Somewhat ironically for an intermediate-level text, the author takes great pains to ensure that the treatment is largely self-contained—the only strict prerequisite seems to be a good grasp of basic calculus. (More advanced mathematical techniques used in the text are summarized in an extensive appendix.) Given the eclectic nature of molecular modeling, this necessitates inclusion of a great deal of background material, and at least half the text is devoted to basic molecular physics, rather than modeling, per se. For example, after an initial chapter on chemical drawing and nomenclature, and leading into the discussion of molecular mechanics, are chapters on electrostatics, intermolecular forces, and systems of masses interconnected by harmonic springs. These foundational chapters start essentially from scratch (e.g., by defining point charges and the sign convention for electrostatic charges) and provide adequate coverage for understanding how they form the basis for molecular modeling. They are necessarily very terse, however, and so are better suited as “refresher courses” than as true introductions. In any case, it is helpful to have all that background material at one’s fingertips when reading the text.

The coverage of molecular mechanics begins with a discussion of normal and internal coordinates, the various types of interactions present in molecules, and how these collectively constitute a force field. The author then gives a general “template” form for a force field and introduces several of the more widely used commercial examples by showing how they differ from the template. The empirical nature of force-field parametrizations is emphasized, and the scope of calibration for each force field is discussed, providing the reader guidance in choosing a force field for a particular problem. In introducing the OPLS force field, the author employs an interesting device, quoting at length from the abstract of the initial publication of the method.
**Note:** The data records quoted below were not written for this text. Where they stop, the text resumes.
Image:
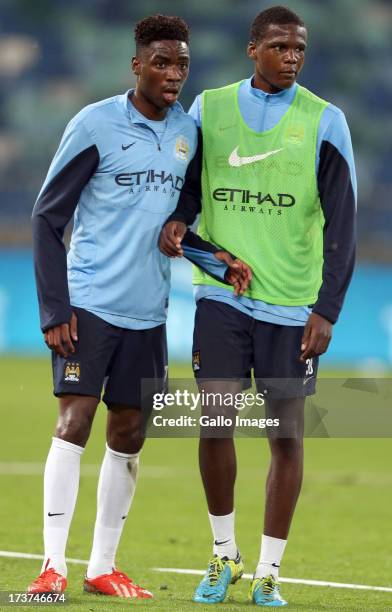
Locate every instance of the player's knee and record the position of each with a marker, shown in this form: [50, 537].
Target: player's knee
[288, 449]
[126, 438]
[75, 421]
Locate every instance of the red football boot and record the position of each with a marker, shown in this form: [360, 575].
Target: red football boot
[49, 581]
[115, 584]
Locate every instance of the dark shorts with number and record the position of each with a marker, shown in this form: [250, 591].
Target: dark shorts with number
[128, 364]
[228, 344]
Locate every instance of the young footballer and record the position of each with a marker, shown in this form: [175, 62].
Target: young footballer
[118, 173]
[275, 183]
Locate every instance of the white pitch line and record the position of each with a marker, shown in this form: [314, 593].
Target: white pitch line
[16, 555]
[174, 570]
[337, 585]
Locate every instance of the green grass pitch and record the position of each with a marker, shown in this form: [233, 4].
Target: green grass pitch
[341, 530]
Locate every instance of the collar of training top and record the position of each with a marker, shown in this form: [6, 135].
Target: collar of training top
[285, 95]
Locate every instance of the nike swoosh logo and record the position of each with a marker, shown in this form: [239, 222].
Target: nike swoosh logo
[227, 127]
[235, 160]
[125, 147]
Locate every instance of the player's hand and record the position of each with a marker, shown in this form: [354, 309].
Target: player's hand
[170, 239]
[238, 272]
[61, 337]
[316, 337]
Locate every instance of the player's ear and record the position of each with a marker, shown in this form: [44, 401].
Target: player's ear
[135, 66]
[251, 50]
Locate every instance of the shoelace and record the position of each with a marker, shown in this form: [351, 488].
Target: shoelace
[267, 585]
[122, 576]
[42, 578]
[214, 570]
[127, 579]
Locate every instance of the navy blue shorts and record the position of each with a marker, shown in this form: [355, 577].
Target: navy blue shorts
[228, 344]
[112, 358]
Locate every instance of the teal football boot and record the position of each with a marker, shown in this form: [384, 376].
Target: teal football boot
[265, 592]
[220, 573]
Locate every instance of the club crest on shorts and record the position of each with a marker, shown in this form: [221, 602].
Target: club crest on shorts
[181, 149]
[196, 361]
[72, 371]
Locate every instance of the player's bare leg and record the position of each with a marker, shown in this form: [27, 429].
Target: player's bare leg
[218, 469]
[286, 469]
[282, 490]
[217, 457]
[116, 488]
[61, 484]
[76, 415]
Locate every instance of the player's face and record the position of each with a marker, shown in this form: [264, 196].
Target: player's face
[278, 57]
[161, 69]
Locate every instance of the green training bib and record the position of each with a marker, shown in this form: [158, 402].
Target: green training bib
[260, 196]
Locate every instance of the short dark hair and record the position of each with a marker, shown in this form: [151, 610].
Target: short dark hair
[276, 15]
[160, 27]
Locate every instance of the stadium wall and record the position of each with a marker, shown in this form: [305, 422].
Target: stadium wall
[362, 337]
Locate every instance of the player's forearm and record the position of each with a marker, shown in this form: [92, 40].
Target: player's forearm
[50, 265]
[339, 208]
[202, 253]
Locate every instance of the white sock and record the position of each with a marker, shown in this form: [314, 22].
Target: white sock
[116, 487]
[223, 532]
[271, 554]
[61, 484]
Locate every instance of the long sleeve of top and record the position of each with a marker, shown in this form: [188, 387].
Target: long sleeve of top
[336, 182]
[71, 170]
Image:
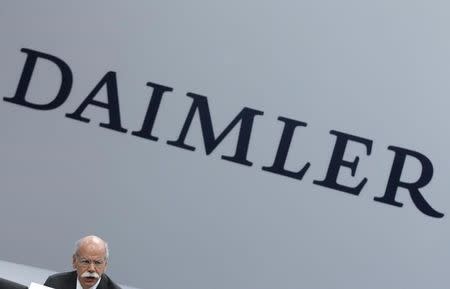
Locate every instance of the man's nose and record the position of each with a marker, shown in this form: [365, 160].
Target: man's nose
[91, 267]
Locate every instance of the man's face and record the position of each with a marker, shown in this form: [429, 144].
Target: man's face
[90, 263]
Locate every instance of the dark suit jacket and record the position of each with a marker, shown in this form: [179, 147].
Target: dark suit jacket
[6, 284]
[68, 280]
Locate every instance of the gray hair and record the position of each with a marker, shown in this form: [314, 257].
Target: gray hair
[79, 242]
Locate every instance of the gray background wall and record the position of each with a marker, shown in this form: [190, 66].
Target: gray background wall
[181, 219]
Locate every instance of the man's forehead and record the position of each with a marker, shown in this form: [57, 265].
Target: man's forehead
[92, 249]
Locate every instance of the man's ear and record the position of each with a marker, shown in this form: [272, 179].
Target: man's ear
[74, 260]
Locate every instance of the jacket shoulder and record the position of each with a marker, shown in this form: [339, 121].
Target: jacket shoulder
[108, 283]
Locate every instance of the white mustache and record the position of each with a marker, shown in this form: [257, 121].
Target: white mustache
[89, 274]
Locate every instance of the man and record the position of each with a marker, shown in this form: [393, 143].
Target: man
[6, 284]
[89, 261]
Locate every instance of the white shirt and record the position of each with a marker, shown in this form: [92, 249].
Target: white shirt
[93, 287]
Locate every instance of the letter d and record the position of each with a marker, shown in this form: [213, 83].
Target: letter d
[64, 90]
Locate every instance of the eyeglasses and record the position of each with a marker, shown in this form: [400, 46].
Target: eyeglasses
[86, 263]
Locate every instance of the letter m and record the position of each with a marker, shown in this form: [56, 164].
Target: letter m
[245, 118]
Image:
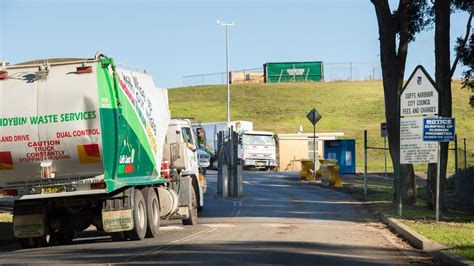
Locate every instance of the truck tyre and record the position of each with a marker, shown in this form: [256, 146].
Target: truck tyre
[27, 243]
[192, 220]
[139, 216]
[152, 211]
[118, 236]
[63, 237]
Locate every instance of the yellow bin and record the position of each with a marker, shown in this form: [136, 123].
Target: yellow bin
[305, 173]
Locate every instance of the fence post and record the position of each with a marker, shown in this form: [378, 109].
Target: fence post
[225, 179]
[365, 162]
[456, 167]
[219, 162]
[465, 155]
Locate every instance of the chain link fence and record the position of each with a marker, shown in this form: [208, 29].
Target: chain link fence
[345, 71]
[464, 177]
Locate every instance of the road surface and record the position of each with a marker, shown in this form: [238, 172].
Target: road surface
[279, 221]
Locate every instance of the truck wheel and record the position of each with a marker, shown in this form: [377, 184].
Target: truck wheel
[153, 212]
[192, 220]
[27, 243]
[118, 236]
[63, 237]
[139, 216]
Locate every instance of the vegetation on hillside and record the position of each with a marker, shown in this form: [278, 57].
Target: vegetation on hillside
[348, 107]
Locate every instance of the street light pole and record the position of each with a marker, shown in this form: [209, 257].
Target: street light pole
[226, 25]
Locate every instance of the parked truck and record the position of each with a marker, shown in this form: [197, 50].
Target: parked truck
[88, 142]
[257, 149]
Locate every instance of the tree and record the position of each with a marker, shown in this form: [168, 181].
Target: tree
[401, 25]
[443, 73]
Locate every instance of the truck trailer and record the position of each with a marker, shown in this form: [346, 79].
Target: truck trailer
[89, 142]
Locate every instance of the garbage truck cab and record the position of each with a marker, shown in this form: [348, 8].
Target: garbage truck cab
[82, 143]
[181, 151]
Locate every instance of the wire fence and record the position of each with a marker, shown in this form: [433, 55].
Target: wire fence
[345, 71]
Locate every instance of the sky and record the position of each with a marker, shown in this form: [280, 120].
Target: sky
[172, 39]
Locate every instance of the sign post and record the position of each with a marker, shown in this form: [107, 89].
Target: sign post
[314, 117]
[384, 134]
[418, 99]
[438, 129]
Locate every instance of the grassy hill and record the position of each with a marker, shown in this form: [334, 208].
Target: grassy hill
[348, 107]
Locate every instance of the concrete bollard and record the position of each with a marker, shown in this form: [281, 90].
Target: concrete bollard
[225, 181]
[219, 180]
[240, 182]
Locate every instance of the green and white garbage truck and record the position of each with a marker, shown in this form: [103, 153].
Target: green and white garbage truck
[88, 142]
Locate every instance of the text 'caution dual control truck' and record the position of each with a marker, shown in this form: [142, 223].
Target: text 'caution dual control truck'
[86, 142]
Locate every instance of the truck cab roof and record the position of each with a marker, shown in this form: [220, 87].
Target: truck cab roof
[258, 133]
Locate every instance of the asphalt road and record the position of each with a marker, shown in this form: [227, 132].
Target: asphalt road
[279, 221]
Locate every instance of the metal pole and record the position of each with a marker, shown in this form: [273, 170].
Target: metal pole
[227, 71]
[365, 162]
[314, 152]
[438, 173]
[465, 155]
[350, 66]
[385, 153]
[400, 197]
[456, 155]
[398, 160]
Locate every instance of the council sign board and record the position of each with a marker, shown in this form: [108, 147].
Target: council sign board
[314, 116]
[412, 147]
[438, 129]
[419, 98]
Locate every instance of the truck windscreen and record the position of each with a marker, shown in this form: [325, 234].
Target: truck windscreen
[257, 140]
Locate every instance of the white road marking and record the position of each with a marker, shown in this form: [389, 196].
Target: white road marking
[171, 228]
[157, 251]
[219, 225]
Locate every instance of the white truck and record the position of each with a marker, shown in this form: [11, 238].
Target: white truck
[257, 149]
[82, 143]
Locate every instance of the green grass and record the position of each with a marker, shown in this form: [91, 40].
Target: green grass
[456, 229]
[6, 230]
[348, 107]
[455, 234]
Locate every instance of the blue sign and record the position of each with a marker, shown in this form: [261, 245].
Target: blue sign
[439, 129]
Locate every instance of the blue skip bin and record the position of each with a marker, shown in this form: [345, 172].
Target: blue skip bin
[342, 150]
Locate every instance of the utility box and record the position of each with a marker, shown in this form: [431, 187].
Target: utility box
[342, 150]
[293, 72]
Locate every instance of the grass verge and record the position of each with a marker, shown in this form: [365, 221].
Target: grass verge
[456, 229]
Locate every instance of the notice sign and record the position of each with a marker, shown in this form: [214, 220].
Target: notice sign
[438, 129]
[420, 96]
[412, 147]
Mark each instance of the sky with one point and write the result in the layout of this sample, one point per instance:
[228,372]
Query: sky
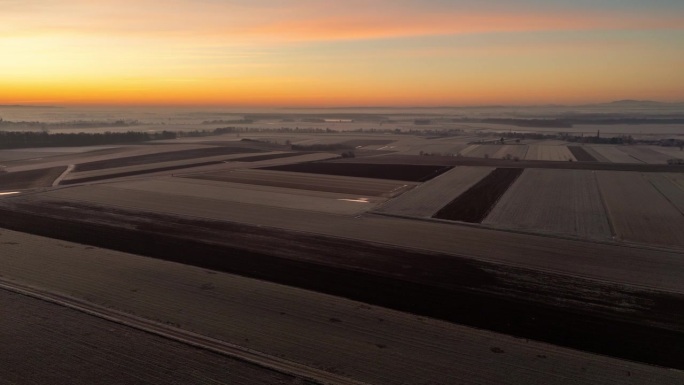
[308,53]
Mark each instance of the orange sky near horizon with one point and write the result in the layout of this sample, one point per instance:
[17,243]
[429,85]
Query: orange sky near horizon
[274,53]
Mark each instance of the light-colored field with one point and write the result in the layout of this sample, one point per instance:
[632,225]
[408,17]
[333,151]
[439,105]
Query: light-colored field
[367,343]
[645,154]
[514,150]
[316,182]
[593,152]
[426,199]
[555,201]
[667,185]
[215,194]
[44,343]
[484,151]
[660,270]
[669,152]
[615,155]
[65,159]
[638,212]
[151,167]
[549,152]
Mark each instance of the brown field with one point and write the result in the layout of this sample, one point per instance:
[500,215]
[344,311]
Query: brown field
[513,150]
[320,330]
[315,182]
[591,150]
[426,199]
[638,212]
[219,196]
[474,204]
[581,154]
[404,172]
[667,185]
[162,157]
[21,180]
[615,154]
[556,201]
[44,343]
[645,154]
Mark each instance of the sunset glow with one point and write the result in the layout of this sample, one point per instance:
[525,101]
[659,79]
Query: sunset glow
[317,53]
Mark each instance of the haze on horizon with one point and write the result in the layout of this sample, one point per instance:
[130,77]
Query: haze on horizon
[266,53]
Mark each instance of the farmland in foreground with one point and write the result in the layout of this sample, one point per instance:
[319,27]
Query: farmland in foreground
[638,212]
[557,201]
[44,343]
[324,331]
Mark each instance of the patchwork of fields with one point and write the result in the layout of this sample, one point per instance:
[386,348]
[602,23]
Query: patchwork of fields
[566,202]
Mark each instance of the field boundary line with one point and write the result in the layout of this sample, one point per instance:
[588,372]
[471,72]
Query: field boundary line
[59,179]
[182,336]
[609,215]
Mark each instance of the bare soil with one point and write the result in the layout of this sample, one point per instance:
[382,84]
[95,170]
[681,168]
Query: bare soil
[612,319]
[162,157]
[581,154]
[405,172]
[473,205]
[21,180]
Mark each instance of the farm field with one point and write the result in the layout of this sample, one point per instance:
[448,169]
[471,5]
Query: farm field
[404,172]
[581,154]
[615,155]
[44,343]
[29,179]
[549,153]
[426,199]
[638,212]
[668,186]
[513,150]
[319,330]
[219,195]
[670,152]
[556,201]
[594,153]
[474,204]
[645,154]
[315,182]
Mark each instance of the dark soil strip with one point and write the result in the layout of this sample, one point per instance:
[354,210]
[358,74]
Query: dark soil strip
[581,154]
[162,157]
[257,158]
[134,173]
[491,162]
[604,318]
[30,179]
[473,205]
[406,172]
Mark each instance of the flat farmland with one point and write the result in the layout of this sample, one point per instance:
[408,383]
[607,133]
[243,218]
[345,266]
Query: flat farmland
[555,201]
[215,195]
[595,154]
[474,204]
[315,329]
[638,211]
[428,198]
[670,152]
[553,153]
[44,343]
[667,185]
[645,154]
[514,150]
[581,154]
[483,151]
[615,155]
[404,172]
[316,182]
[20,180]
[161,157]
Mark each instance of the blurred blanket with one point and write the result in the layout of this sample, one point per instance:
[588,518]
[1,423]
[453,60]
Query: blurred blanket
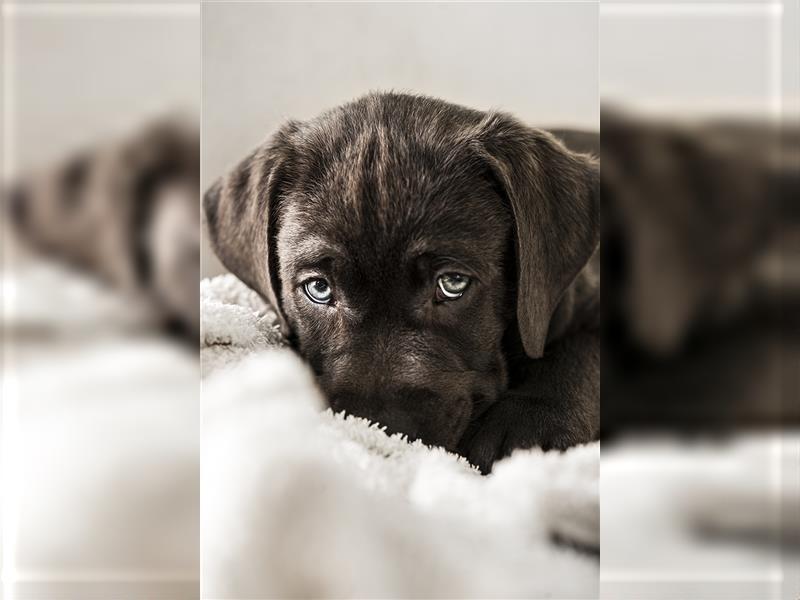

This is a recurring theme throughout the rest of text (sometimes entire abstracts are presented) and works well in a couple of ways. First, it reminds students that what they might think of primarily as a set of computer programs is firmly rooted in the primary literature. Second, reading an author’s summary, written before the work proved to be of great importance, gives a sense of drama usually lacking in such technical books.

After a fairly detailed treatment of molecular potential-energy surfaces—gradients, Hessians, stationary points and methods for finding them—is a chapter on the nuts-and-bolts application of molecular mechanics. Accompanying the discussion of geometry optimization, conformational searching, and calculation of various QSAR properties are explicit calculations, using standard commercial software and complete with screen shots. Then comes a brief but still fairly detailed introduction to statistical thermodynamics, followed by chapters on molecular dynamics and Monte Carlo simulations, touching on such topics as periodic boundaries, integration algorithms, and intermolecular potentials for water.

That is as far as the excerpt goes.